The accuracy of a rule usually determines uncertainty to the extent. If we have checked the length of the rule against other standard lines, we can assume that this is correct. A rule with marks within a 1mm interval allows you to decide whether the paper edge is closer to either mark. In other words, you can determine whether the paper edge is more or less half between one mark and the next. We could then estimate the accuracy of the measurement at half a millimeter (0.5 mm) under ideal conditions, as the measurements probably suggest that the paper edge is closest to the same mark each time. To make a statement about our uncertainty, we would then need a level of confidence, in which case it would be qualitative: we are very confident that the measures repeated within 0.5 mm will be above or below average. Statements of trust, as some believe, are not a measure of what a “correct” measure is. Instead, a jam instruction describes the probability that a measuring range will ride with the average of a measurement when a study is repeated. This may sound a bit confusing, but consider a study by Yoshikata Morimoto and colleagues who studied the average speed of eight college baseball players (Morimoto et al., 2003). Each of the pitchers had to throw six rope lengths and the average pitch speed was determined at 34.6 m/s (77.4 mph) for a 95% confidence interval of 34.6 ± 0.2 m/s (34.4 m/s at 34.8 m/s).
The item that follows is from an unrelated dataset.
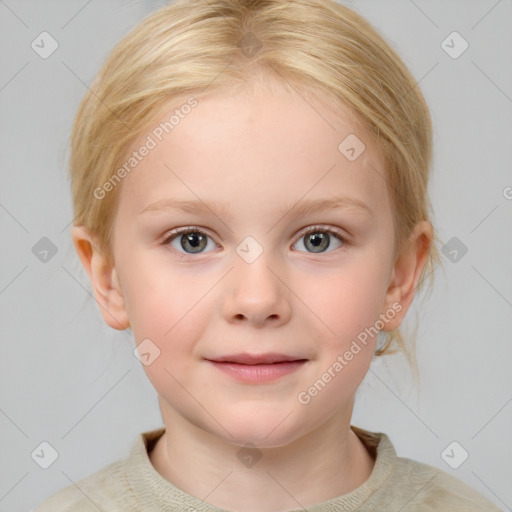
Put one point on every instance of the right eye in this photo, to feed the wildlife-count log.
(189, 240)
Later, when he repeated this study, which predicted that each of the eight launchers had to throw 18 lengths of rope, the average speed was determined at 34.7 m/s, exactly within the confidence interval reached in the first study. The accuracy and accuracy of the error is the correspondence between a measured value and the actual value. The error is the difference between a measurement and the actual value of the measurement (the measured amount). Errors do not contain errors. Values resulting from reading the wrong value or error must be explained and excluded from the record. Error is what causes values to differ when one measurement is repeated, and none of the results can be preferred over the others. Although it is not possible to completely eliminate errors to a greater extent, it can be controlled and characterized. Often, more effort is made to determine error or uncertainty to a extent than to achieve the measure itself.

There is uncertainty in all the scientific data, and even the best scientists find a certain degree of error in their measurements.